In the intervening almost two decades, the careers of all three stars have waxed and waned. Cheb Khaled has managed to keep re-inventing himself. I loved his World Cup 2010 celebration with Magic System, Même pas Fatigué, and he more recently collaborated with Moroccan-Swedish producer RedOne on the  summer smash, C’est la Vie, successfully bringing his name back into the households of his original fans via their kids and YouTube. I have seen Rachid Taha live several times in the interim and frankly he has never appeared sober. His last single release was in 2013 (an Arabic version of Presley’s Now or Never) and he toured in 2014 to promote the album Zoom. Faudel went on to a stellar career, with Arabo-French ballads epitomising the hopes and frustrations of France’s second generation beurs (offspring of the original post-colonial North African immigrants) until he expressed his support for Nicolas Sarkozy’s 2007 election campaign and was roundly rejected by the main body of his audience. His autobiography was published the following year and documented his mental health problems culminating in an attempted suicide. According to the French media, 2017 is due to be the comeback year for Faudel, with a new album on the cards produced by none other than RedOne. Meanwhile, his Instagram account documents time spent in Morocco and on tour in the US and Middle East.
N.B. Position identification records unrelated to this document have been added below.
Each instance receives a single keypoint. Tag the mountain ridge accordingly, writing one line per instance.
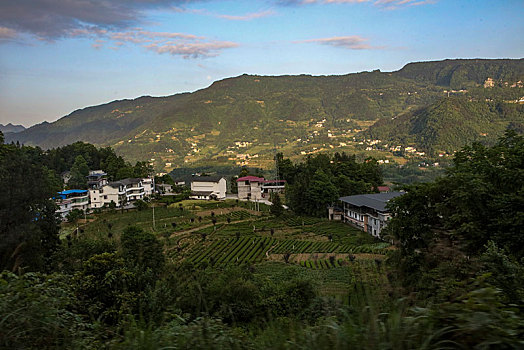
(271, 111)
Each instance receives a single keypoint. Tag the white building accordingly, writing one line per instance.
(79, 199)
(250, 187)
(64, 207)
(149, 186)
(208, 187)
(134, 189)
(110, 192)
(368, 211)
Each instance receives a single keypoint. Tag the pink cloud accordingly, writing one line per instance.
(192, 49)
(7, 33)
(352, 42)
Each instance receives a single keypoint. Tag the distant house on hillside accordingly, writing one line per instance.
(78, 199)
(250, 187)
(149, 186)
(134, 189)
(383, 189)
(273, 186)
(366, 211)
(208, 187)
(255, 188)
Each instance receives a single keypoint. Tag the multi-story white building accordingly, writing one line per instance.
(250, 187)
(110, 192)
(149, 186)
(208, 187)
(366, 211)
(79, 199)
(64, 207)
(134, 189)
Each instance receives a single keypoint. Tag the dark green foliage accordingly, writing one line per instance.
(37, 312)
(276, 209)
(443, 227)
(322, 179)
(449, 124)
(459, 74)
(74, 215)
(106, 290)
(140, 205)
(233, 103)
(142, 249)
(28, 224)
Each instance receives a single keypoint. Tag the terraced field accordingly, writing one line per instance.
(301, 247)
(220, 234)
(233, 251)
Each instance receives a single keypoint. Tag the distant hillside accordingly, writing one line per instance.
(245, 117)
(463, 74)
(449, 124)
(11, 128)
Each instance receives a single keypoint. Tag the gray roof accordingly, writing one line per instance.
(130, 181)
(375, 201)
(201, 193)
(206, 178)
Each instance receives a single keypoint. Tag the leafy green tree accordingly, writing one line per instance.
(142, 249)
(443, 227)
(28, 224)
(276, 209)
(38, 312)
(141, 205)
(106, 290)
(74, 215)
(320, 194)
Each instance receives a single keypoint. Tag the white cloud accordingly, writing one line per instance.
(352, 42)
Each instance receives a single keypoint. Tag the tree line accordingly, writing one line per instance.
(320, 180)
(456, 276)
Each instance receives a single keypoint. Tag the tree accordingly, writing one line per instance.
(276, 209)
(321, 193)
(141, 205)
(442, 228)
(28, 224)
(74, 215)
(142, 249)
(79, 172)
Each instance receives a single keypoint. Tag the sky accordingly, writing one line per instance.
(57, 56)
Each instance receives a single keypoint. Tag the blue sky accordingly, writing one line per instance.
(60, 55)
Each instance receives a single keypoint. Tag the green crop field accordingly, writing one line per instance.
(242, 236)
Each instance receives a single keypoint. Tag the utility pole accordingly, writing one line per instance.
(154, 228)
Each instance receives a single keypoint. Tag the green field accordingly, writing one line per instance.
(219, 234)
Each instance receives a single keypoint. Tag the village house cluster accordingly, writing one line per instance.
(101, 193)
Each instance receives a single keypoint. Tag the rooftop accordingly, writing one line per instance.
(66, 192)
(251, 179)
(130, 181)
(206, 178)
(377, 201)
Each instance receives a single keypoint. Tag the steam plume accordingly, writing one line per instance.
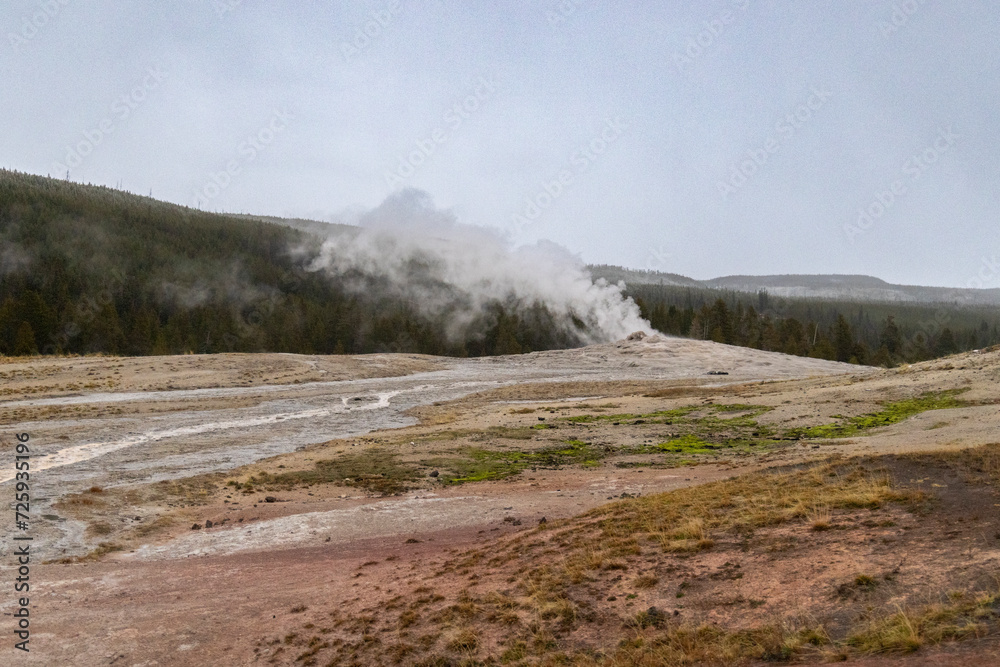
(409, 249)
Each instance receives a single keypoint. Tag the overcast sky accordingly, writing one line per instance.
(701, 138)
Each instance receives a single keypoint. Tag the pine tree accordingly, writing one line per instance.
(24, 341)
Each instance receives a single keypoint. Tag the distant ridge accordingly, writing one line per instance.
(822, 286)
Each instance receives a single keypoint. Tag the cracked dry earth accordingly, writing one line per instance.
(127, 466)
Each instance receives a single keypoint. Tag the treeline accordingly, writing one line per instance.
(87, 269)
(878, 334)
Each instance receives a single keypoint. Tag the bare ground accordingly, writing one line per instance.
(268, 577)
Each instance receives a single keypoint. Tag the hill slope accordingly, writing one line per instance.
(91, 269)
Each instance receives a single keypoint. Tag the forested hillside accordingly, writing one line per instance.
(90, 269)
(880, 334)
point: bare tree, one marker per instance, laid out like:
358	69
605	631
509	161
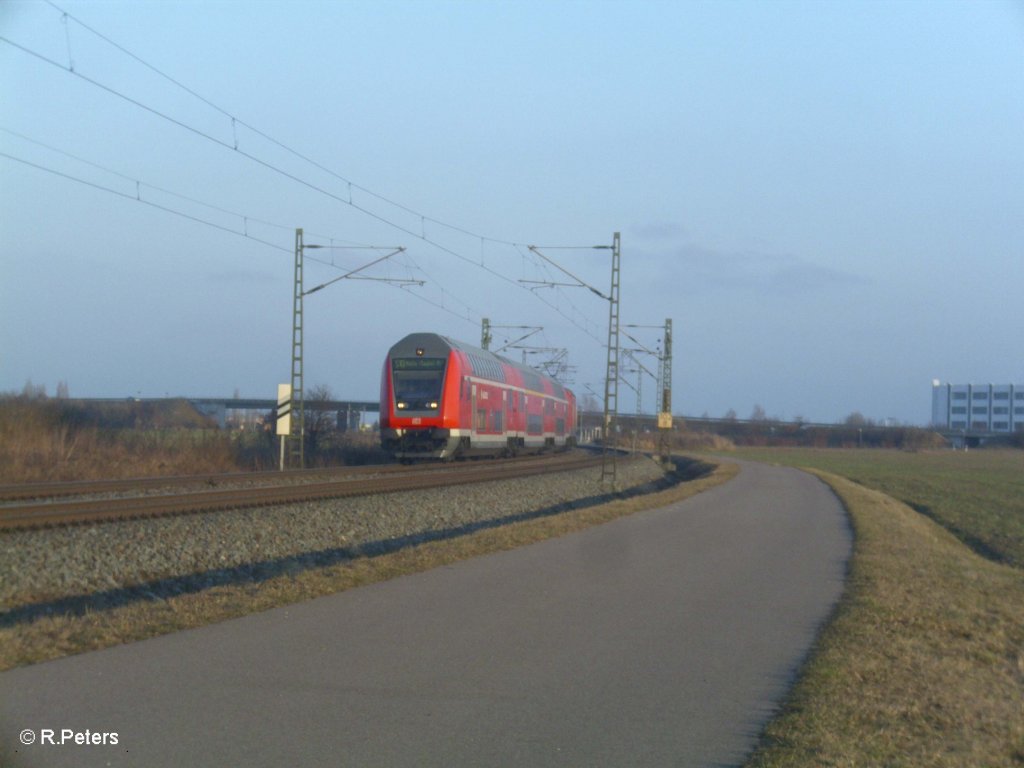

In today’s globalised world, youngsters in Oran and Paris are likely to be listening to the same music as those in Marrakech or London and much of it is European mega-dance or reggaeton of Latin American influence, although the big satellite music channels ensure that Arabic pop gets good coverage. The 1,2,3 concert and album epitomised the Zeitgeist of the late 90s: North African immigration to Europe was peaking and although inter-community understanding and integration was advancing, the second and third generation immigrants were still experiencing problems and tensions. For one evening, everyone came together, but thereafter so many bubbles burst. Still today, however, the original lyrics of Ya Rayah have a significance for all those who find themselves far from home.

4 thoughts on “Ya Rayah

  1. Mina

    This translation took me through a hundred lives I have not lived. Thank you so much for unveiling this beauty.